Il Cerchio Allargato

Il 27 maggio del 1964, il primo ministro indiano Jawaharlal Nehru morì. Sir C.P. si trovava in Inghilterra per partecipare a una conferenza internazionale sul mare. Giovedì 2 giugno arrivò la notizia che Lal Bahadur Shastri era stato eletto nuovo capo del Partito del Congresso e presto sarebbe stato scelto come secondo primo ministro della neonata repubblica indiana.

Mentre Sir C.P. ritornava a Bombay dall’Inghilterra, i giornali riportarono la notizia che Shastri era ammalato. Shri Mataji spinse il marito a recarsi immediatamente a Nuova Delhi per assistere in qualunque modo Shastri, data la fiducia che il primo ministro riponeva in lui.

Alcuni giorni dopo, Sir C.P. riuscì ad andare a trovare Shastri in ospedale: durante quest’incontro Lal Bahadur Shastri gli chiese di affiancarlo come Segretario Aggiunto.

Sir C.P. ricorda: “Quando Shri Mataji ed io avevamo occasione di incontrare insieme Shastri, il Primo Ministro spesso parlava con lei dei santi e dei saggi, di religione e di spiritualità, argomenti dei quali aveva una grande conoscenza. Lui arrivò ad incoraggiare Nirmala ad unirsi al Partito del Congresso Indiano. Ma lei aveva una maggiore inclinazione verso la spiritualità piuttosto che verso la politica.”

Shri Mataji introducing guests to Lal Bahadur Shastri in Mumbai
Shri Mataji introducing guests to Lal Bahadur Shastri in Mumbai

Negli anni, mentre il marito era impegnato negli affari di Stato, Shri Mataji, in maniera riservata, lavorò molto a livello sociale. Raccolse del denaro per una casa di cura vicino a Chandrapur nel Maharashtra; divenne presidente di una società chiamata “Gli amici dei ciechi”; a Meerut, aprì una casa per rifugiati, una casa per invalidi e diede assistenza a un grande lebbrosario.

Con la figlia Kalpana

Con Sir CP e suo genero Prabhat

Nell’ottobre del 1969, la prima figlia di Shri Mataji, Kalpana, si sposò con Prabhat Shrivastav, a Bombay. L’anno dopo, la madre di Shri Mataji si ammalò gravemente. Tornando da un viaggio all’estero per farle visita, Shri Mataji trovò la madre sorprendentemente allegra e si sentì chiedere, se avesse trovato ciò che il padre le aveva chiesto di cercare. Shri Mataji le disse che sì, aveva trovato il metodo per dare la realizzazione alle masse. Domenica, 11 ottobre 1970, Cornelia Karuna Salve morì a Nagpur.

Subito dopo, Shri Mataji fu invitata a partecipare al volo inaugurale della compagnia nazionale Air India da Delhi a Parigi, dopo il quale si recò a Teheran per andare a trovare il fratello Baba Mama, che lavorava lì per la stessa compagnia aerea [1]

Passando del tempo insieme a Lei, Baba Mama si rese conto che qualcosa era cambiato nella sorella: aveva allora 12 seguaci in India interessati a lei come insegnante e guru.

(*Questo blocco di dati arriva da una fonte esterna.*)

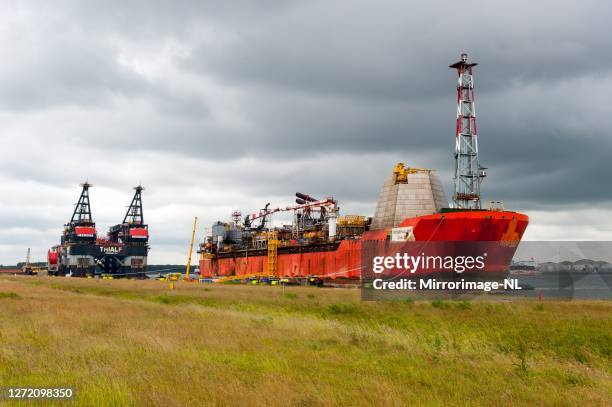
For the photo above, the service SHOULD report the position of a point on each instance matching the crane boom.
(195, 223)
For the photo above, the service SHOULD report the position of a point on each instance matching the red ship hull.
(343, 260)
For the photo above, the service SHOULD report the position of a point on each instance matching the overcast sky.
(218, 105)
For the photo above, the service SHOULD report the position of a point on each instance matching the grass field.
(138, 342)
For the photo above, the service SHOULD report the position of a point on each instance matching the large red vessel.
(319, 245)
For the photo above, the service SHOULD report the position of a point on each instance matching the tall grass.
(142, 343)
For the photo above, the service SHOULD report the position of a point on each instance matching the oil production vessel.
(320, 246)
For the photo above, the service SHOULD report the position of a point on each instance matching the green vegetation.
(140, 342)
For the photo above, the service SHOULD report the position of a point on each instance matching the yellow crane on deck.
(187, 275)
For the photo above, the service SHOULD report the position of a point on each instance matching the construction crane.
(195, 224)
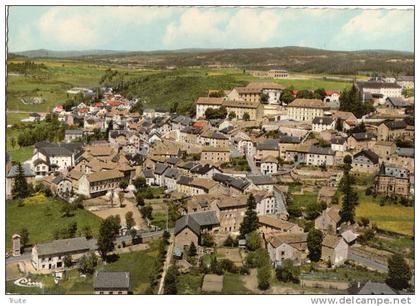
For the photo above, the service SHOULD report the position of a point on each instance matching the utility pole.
(167, 216)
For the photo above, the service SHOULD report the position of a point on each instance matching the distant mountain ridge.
(45, 53)
(292, 58)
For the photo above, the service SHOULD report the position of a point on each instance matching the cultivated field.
(42, 217)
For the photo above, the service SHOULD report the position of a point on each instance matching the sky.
(168, 28)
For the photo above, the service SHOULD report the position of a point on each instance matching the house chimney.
(16, 245)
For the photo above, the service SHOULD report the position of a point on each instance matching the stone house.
(255, 110)
(98, 183)
(189, 227)
(366, 161)
(271, 225)
(230, 211)
(306, 109)
(215, 155)
(112, 283)
(334, 250)
(269, 165)
(320, 124)
(49, 256)
(393, 180)
(328, 220)
(268, 148)
(385, 149)
(287, 246)
(359, 141)
(392, 130)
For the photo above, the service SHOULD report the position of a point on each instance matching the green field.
(233, 284)
(42, 216)
(190, 283)
(155, 87)
(52, 86)
(140, 264)
(303, 200)
(390, 217)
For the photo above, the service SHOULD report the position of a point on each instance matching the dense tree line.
(351, 101)
(51, 130)
(27, 67)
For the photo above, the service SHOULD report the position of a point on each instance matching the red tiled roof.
(330, 92)
(199, 124)
(114, 103)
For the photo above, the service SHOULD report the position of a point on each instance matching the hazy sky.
(157, 28)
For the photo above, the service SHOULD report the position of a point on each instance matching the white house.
(320, 124)
(332, 98)
(49, 256)
(204, 103)
(269, 165)
(334, 250)
(338, 144)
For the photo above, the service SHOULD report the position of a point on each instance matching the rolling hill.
(296, 59)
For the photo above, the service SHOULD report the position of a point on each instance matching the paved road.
(367, 261)
(167, 263)
(25, 256)
(251, 163)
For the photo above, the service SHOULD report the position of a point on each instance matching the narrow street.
(252, 165)
(166, 263)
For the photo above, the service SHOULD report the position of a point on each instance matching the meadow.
(42, 216)
(391, 217)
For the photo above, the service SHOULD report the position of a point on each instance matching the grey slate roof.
(323, 120)
(406, 152)
(112, 280)
(26, 170)
(261, 179)
(58, 179)
(369, 154)
(338, 140)
(148, 173)
(407, 78)
(371, 288)
(171, 173)
(160, 168)
(396, 125)
(363, 136)
(184, 180)
(397, 102)
(196, 221)
(201, 169)
(73, 132)
(205, 218)
(320, 150)
(63, 149)
(289, 139)
(230, 181)
(78, 244)
(269, 144)
(376, 85)
(187, 221)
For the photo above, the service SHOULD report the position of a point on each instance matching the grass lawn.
(140, 264)
(233, 284)
(21, 154)
(190, 283)
(42, 216)
(71, 284)
(303, 200)
(17, 154)
(395, 244)
(13, 118)
(390, 217)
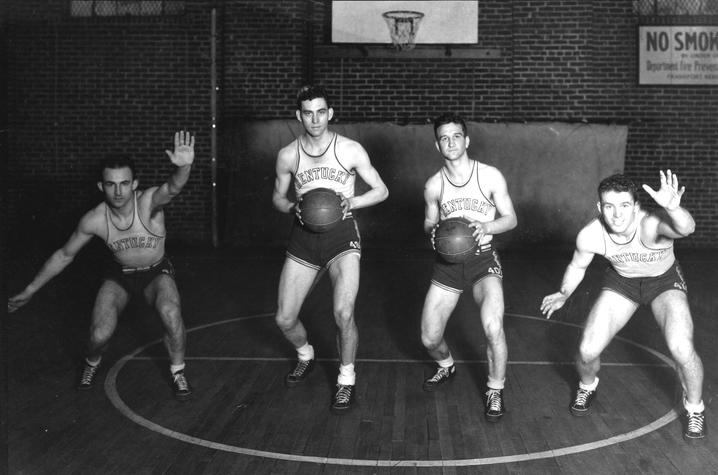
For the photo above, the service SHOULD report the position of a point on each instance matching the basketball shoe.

Il 5 maggio 1970, infatti, aveva sperimentato una potente trasformazione, ed espresse il desiderio di dare la realizzazione del Sé anche ad alcuni amici del fratello nei quali aveva riconosciuto una forte inclinazione spirituale. Baba Mama telefonò ad alcuni suoi amici e organizzò una cena, preannunciando che sarebbe stato un incontro spirituale. Il giorno dopo circa 20 amici, alcuni dei quali giornalisti, parteciparono all’incontro.

Baba Mama ricorda: “Un signore, il dottor Divan, dopo aver ricevuto la Realizzazione del Sé sembrava emanare profumo di sandalo dalla testa. Restai abbastanza sorpreso del fatto che Shri Mataji potesse trasmettere tale fragranza nel corpo di qualcuno sedendo a distanza. Nel frattempo una signora di Parsi che era venuta con le stampelle, a causa di un artrite acuta, dopo la realizzazione del Sé, se ne andò sulle sue gambe e il giorno dopo la videro guidare la macchina.”

La cosa più bella che possiamo sperimentare è la dimensione mistica. È la fonte di tutta la
vera arte e della scienza.

ALBERT EINSTEIN

Il giorno seguente i giornali inglesi di Teheran riportarono l’evento. Dopo questo avvenimento molte persone chiesero di vedere Shri Mataji. Come ammise il sig. Salve “…la sua popolarità fu tale che quando era venuta per la prima volta a Teheran, l’avevo presentata come mia sorella, ma quando se ne andò, io fui presentato come suo fratello”. In breve tempo, lui stesso sarebbe stato chiamato Babamama, un termine affettuoso che sta per “fratello della madre”.


1. ^ H. P. Salve, 'My Memoirs' New Delhi: Life Eternal Trust, 2000.